Pendant quinze jours, Mme Caroline resta ainsi affreusement triste. La force de vivre, cette impulsion qui fait de la vie une nécessité et une joie, l'avait abandonnée. Elle vaquait à ses occupations si multiples, mais comme absente, sans s'illusionner même sur la raison et l'intérêt des choses. C'était la machine humaine travaillant dans le désespoir du néant de tout. Et, au milieu de ce naufrage de sa bravoure et de sa gaieté, elle ne goûtait qu'une distraction, celle de passer toutes ses heures libres le front aux vitres d'une fenêtre du grand cabinet de travail, les regards fixés sur le jardin de l'hôtel voisin, cet hôtel Beauvilliers, où, depuis les premiers jours de son installation, elle devinait une détresse, une de ces misères cachées, si navrantes dans leur effort à sauvegarder les apparences. Il y avait là aussi des êtres qui souffraient, et son chagrin était comme trempé de ces larmes, elle agonisait de mélancolie, jusqu'à se croire insensible et morte dans la douleur des autres.
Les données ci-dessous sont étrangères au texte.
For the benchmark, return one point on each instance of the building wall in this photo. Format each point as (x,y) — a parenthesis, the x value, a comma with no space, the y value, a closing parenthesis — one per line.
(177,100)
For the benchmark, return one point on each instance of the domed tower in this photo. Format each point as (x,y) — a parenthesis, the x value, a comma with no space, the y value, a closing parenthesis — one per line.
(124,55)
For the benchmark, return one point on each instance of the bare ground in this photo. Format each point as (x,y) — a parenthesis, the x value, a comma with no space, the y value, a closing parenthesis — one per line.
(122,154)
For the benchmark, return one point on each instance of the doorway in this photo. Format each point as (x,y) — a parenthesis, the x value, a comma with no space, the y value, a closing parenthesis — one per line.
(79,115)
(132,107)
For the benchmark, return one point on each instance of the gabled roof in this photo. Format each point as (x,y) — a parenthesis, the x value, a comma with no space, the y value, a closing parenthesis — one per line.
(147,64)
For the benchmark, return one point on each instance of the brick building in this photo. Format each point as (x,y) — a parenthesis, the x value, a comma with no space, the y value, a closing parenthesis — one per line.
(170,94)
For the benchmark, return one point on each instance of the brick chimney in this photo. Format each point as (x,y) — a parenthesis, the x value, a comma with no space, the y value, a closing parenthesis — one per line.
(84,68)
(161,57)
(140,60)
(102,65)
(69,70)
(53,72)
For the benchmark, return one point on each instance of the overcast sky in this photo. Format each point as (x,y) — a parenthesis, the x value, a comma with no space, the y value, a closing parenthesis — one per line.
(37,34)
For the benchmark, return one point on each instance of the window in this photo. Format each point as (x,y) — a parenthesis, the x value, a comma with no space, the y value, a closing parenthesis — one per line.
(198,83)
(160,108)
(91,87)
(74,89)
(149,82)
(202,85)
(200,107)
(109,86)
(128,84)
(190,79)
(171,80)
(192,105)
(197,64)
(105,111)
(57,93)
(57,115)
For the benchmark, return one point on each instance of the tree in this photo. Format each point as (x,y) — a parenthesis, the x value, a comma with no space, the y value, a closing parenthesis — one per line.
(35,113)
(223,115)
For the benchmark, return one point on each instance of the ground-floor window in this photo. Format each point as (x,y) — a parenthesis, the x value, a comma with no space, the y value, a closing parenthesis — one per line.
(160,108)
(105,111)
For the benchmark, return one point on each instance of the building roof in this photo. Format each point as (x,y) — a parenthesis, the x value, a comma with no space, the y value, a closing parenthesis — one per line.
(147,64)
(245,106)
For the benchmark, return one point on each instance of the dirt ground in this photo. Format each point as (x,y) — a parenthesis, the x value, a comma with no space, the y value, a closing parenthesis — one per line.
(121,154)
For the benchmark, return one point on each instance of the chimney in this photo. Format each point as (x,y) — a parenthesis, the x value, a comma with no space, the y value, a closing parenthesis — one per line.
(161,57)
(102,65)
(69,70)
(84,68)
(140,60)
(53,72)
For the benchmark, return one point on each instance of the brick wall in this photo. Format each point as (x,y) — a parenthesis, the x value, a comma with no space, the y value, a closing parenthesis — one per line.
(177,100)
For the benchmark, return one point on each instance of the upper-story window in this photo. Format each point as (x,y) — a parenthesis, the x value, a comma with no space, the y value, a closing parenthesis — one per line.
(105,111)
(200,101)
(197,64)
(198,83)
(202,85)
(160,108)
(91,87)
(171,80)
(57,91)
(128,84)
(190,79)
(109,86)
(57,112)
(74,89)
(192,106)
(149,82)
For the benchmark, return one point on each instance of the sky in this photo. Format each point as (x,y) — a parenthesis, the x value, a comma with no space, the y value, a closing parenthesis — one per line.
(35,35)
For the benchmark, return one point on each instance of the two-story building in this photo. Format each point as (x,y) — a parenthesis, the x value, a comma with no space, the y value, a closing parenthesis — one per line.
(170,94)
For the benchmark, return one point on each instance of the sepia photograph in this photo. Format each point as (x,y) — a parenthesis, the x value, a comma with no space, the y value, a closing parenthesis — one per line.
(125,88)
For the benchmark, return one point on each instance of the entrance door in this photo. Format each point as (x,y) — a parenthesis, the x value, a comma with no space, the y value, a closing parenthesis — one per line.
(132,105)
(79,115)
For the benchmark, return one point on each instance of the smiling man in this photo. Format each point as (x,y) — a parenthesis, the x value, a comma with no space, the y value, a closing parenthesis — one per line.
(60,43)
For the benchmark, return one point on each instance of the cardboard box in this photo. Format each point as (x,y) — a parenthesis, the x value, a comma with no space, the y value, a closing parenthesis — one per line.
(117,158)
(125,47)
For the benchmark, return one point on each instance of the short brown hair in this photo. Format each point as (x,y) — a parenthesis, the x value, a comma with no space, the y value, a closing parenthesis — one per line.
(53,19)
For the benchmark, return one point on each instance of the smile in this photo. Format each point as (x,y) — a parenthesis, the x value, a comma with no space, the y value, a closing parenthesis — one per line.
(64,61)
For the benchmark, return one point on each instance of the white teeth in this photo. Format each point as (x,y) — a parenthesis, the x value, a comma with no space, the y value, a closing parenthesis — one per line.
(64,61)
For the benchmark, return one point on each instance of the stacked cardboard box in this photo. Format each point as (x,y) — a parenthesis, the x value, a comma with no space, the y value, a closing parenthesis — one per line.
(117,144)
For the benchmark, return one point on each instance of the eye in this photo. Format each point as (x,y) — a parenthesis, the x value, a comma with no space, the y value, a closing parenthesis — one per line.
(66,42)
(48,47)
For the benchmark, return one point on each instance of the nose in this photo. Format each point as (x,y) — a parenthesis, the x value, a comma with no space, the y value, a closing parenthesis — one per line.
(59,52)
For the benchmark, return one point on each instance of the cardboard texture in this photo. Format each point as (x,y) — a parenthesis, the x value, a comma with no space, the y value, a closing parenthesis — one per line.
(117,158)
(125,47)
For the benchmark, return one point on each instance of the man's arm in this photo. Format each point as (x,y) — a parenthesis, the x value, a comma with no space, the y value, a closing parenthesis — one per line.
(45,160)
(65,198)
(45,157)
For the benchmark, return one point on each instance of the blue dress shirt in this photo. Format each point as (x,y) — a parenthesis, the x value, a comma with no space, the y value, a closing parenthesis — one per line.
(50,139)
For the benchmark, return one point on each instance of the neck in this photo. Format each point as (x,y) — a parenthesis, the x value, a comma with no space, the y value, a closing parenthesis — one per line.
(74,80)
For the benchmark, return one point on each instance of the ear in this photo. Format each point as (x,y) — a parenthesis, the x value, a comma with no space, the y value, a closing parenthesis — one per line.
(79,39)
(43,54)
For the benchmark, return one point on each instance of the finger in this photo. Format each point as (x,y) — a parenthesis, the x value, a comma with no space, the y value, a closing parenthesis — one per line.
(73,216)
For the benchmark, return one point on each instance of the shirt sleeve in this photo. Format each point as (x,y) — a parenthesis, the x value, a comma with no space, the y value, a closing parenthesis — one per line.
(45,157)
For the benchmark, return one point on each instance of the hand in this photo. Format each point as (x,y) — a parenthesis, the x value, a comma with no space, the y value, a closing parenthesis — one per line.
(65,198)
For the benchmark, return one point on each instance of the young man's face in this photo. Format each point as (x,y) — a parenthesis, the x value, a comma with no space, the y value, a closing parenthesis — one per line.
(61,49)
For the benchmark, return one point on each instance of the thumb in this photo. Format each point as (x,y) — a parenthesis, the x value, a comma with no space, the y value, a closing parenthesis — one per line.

Ces Beauvilliers, qui autrefois, sans compter leurs immenses domaines de la Touraine et de l'Anjou, possédaient, rue de Grenelle, un hôtel magnifique, n'avaient plus à Paris que cette ancienne maison de plaisance, bâtie en dehors de la ville au commencement du siècle dernier, et qui se trouvait aujourd'hui enclavée parmi les constructions noires de la rue Saint-Lazare. Les quelques beaux arbres du jardin restaient là comme au fond d'un puits, la mousse mangeait les marches du perron, émietté et fendu. On eût dit un coin de nature mis en prison, un coin doux et morne, d'une muette désespérance, où le soleil ne descendait plus qu'en un jour verdâtre, dont le frisson glaçait les épaules. Et, dans cette paix humide de cave, en haut de ce perron disjoint, la première personne que Mme Caroline avait aperçue était la comtesse de Beauvilliers, une grande femme maigre de soixante ans, toute blanche, l'air très noble, un peu surannée. Avec son grand nez droit, ses lèvres minces, son cou particulièrement long, elle avait l'air d'un cygne très ancien, d'une douceur désolée. Puis, derrière elle, presque aussitôt, s'était montrée sa fille, Alice de Beauvilliers, âgée de vingt-cinq ans, mais si appauvrie, qu'on l'aurait prise pour une fillette, sans le teint gâté et les traits déjà tirés du visage. C'était la mère encore, chétive, moins l'aristocratique noblesse, le cou allongé jusqu'à la disgrâce, n'ayant plus que le charme pitoyable d'une fin de grande race. Les deux femmes vivaient seules, depuis que le fils, Ferdinand de Beauvilliers, s'était engagé dans les zouaves pontificaux, à la suite de la bataille de Castelfidardo, perdue par Lamoricière. Tous les jours, lorsqu'il ne pleuvait pas, elles apparaissaient ainsi, l'une derrière l'autre, elles descendaient le perron, faisaient le tour de l'étroite pelouse centrale, sans échanger une parole; il n'y avait que des bordures de lierre, les fleurs n'auraient pas poussé, ou peut-être auraient-elles coûté trop cher. Et cette promenade lente, sans doute une simple promenade de santé, par ces deux femmes si pâles, sous ces arbres centenaires qui avaient vu tant de fêtes et que les bourgeoises maisons du voisinage étouffaient, prenait une mélancolique douleur, comme si elles eussent promené le deuil des vieilles choses mortes.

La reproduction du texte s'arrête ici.